Zhang Xian, Lu Xin-An, Yang Junfang, Zhang Gailing, Li Jingjing, Song Lisong, Su Yunchao, Shi Yanze, Zhang Min, He Jiujiang, Song Dan, Lv Fanyong, Li Wenqian, Wu Yan, Wang Hui, Liu Hongxing, Zhou Xiaosu, He Ting, Lu Peihua
Lu Daopei Hospital, Langfang, Hebei, China.
Lu Daopei Institute of Hematology, Beijing, China; and.
Blood Adv. 2020 May 26;4(10):2325-2338. doi: 10.1182/bloodadvances.2020001466.

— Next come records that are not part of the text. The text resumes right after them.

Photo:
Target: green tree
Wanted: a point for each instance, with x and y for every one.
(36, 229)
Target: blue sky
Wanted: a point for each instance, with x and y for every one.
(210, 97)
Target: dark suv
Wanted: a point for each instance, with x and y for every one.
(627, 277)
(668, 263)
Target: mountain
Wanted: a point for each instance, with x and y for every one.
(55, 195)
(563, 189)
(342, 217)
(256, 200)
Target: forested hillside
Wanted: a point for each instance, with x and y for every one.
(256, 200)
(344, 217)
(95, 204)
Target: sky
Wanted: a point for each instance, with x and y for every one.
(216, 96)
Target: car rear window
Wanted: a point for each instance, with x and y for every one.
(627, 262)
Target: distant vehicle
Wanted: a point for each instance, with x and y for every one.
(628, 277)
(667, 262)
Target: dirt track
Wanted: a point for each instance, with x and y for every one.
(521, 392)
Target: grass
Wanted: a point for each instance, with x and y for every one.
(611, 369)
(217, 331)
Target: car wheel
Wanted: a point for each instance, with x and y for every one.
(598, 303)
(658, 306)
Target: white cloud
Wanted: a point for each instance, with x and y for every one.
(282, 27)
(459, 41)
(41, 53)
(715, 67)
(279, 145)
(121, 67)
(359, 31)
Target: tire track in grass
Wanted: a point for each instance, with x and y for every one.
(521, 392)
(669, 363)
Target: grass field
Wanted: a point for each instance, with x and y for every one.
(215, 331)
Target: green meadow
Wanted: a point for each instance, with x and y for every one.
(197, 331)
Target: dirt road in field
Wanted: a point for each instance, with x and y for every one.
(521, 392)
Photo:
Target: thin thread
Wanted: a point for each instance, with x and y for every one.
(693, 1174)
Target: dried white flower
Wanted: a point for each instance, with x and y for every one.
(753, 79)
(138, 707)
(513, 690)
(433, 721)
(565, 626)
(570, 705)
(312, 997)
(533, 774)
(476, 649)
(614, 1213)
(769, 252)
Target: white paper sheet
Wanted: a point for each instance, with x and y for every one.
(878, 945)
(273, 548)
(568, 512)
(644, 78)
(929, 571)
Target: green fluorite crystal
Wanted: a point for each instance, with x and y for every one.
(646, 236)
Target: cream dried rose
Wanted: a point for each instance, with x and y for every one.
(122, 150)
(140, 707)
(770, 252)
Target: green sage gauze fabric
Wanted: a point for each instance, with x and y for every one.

Anti-CD19 chimeric antigen receptor (CAR) T-cell therapy is effective in patients with advanced B-cell acute lymphoblastic leukemia (B-ALL). However, efficacy data is sparse in subgroups of patients with high-risk features such as BCR-ABL+, TP53 mutation, extramedullary disease (including central nervous system leukemia) or posttransplant relapse. It is also uncertain whether there is an added benefit of transplantation after anti-CD19 CAR T-cell therapy. We conducted a phase 1/2 study of 115 enrolled patients with CD19+ B-ALL. A total of 110 patients were successfully infused with anti-CD19 CAR T cells. In all, 93% of patients achieved a morphologic complete remission, and 87% became negative for minimal residual disease. Efficacy was seen across all subgroups. One-year leukemia-free survival (LFS) was 58%, and 1-year overall survival (OS) was 64% for the 110 patients. Seventy-five nonrandomly selected patients (73.5%) subsequently received an allogeneic hematopoietic stem cell transplant (allo-HSCT). LFS (76.9% vs 11.6%; P < .0001; 95% confidence interval [CI], 11.6-108.4) and OS (79.1% vs 32.0%; P < .0001; 95% CI, 0.02-0.22) were significantly better among patients who subsequently received allo-HSCT compared with those receiving CAR T-cell therapy alone. This was confirmed in multivariable analyses (hazard ratio, 16.546; 95% CI, 5.499-49.786). Another variate that correlated with worse outcomes was TP53 mutation (hazard ratio, 0.235; 95% CI, 0.089-0.619). There were no differences in complete remission rate, OS, or LFS between groups of patients age 2 to 14 years or age older than 14 years. Most patients had only mild cytokine release syndrome and neurotoxicity. Our data indicate that anti-CD19 CAR T-cell therapy is safe and effective in all B-ALL subgroups that have high-risk features. The benefit of a subsequent allo-HSCT requires confirmation because of nonrandom allocation. This trial was registered at www.clinicaltrials.gov as #NCT03173417.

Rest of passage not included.